BTW: should "Gate Height" in the table be "standard cell height"?
IBM is surely a vertically integrated company. One one end they do advanced fundamental physical research and on the other end they make database servers and JVMs.
They put many low-level features in their hardware, that their software and upper layers utilize. Apple seems to be going the same way.
>As far as I understood so far, SOI mainly helps with substrate leakage. If you can get that under control in any other way, you're fine (Intels way).
I was curious about this as well. You would think SOI would be less useful in a FinFET system since the channel is barely in contact with the substrate due to the Fin, but apparently there is still some scope for further leakage reduction:
If some prior IBM CPUs are an indication, stupidly high TDPs. Mainframes have been water cooled long before any of the cool kids started kludging things up with heater cores from a junk yard to overclock early pentiums even higher.

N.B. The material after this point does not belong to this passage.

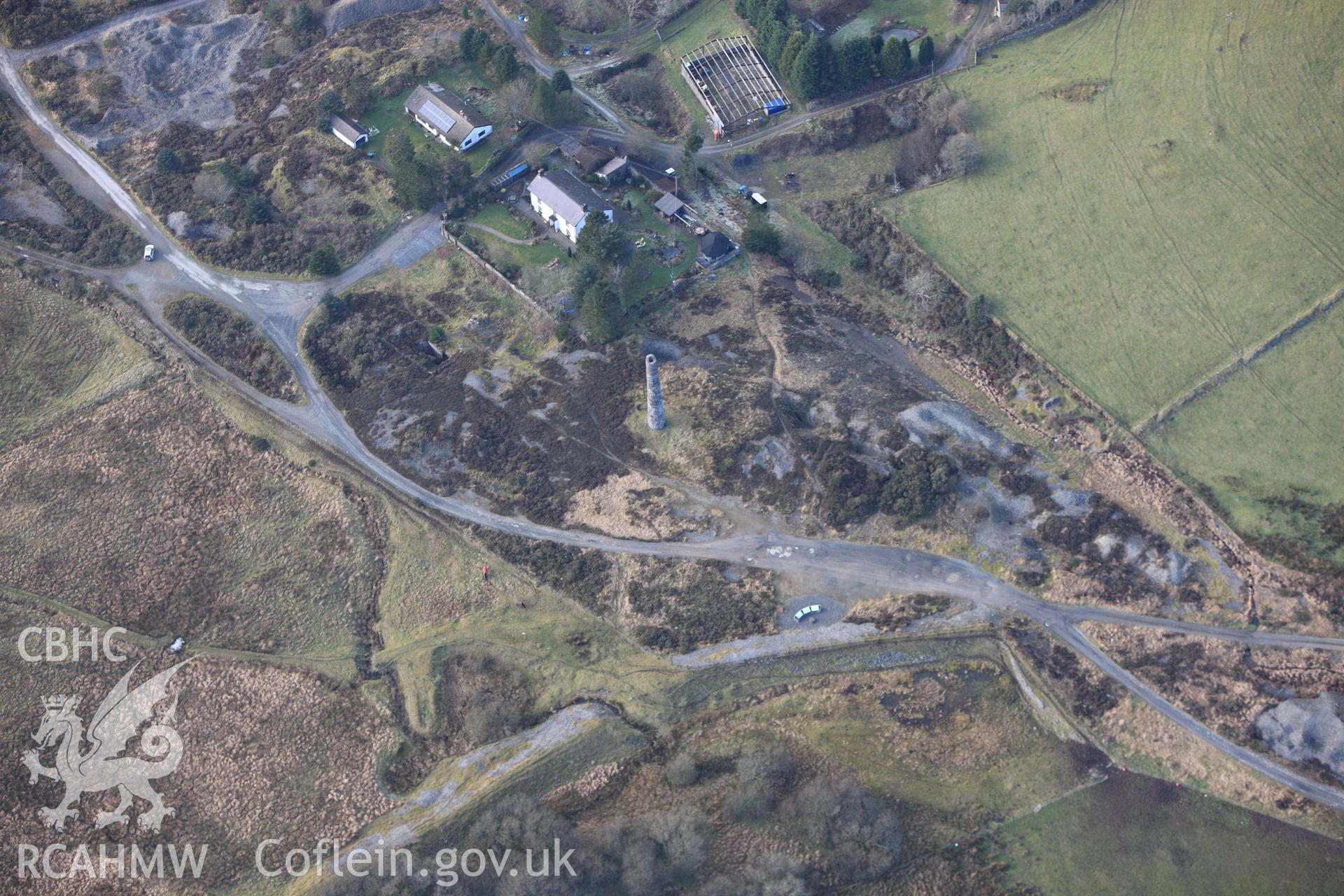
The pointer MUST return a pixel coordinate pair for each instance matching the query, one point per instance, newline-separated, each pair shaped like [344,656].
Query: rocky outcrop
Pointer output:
[1303,729]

-- Mainframes have been water cooled long before any of the cool kids started kludging things up with heater cores from a junk yard to overclock early pentiums even higher.
Um. IBM mainframes were liquid cooled at least until 1990. they've been air cooled since.
No turbo, that speed is 24x7, should see the cooling on these. We have some in our data center they almost look like they are batman themed server racks.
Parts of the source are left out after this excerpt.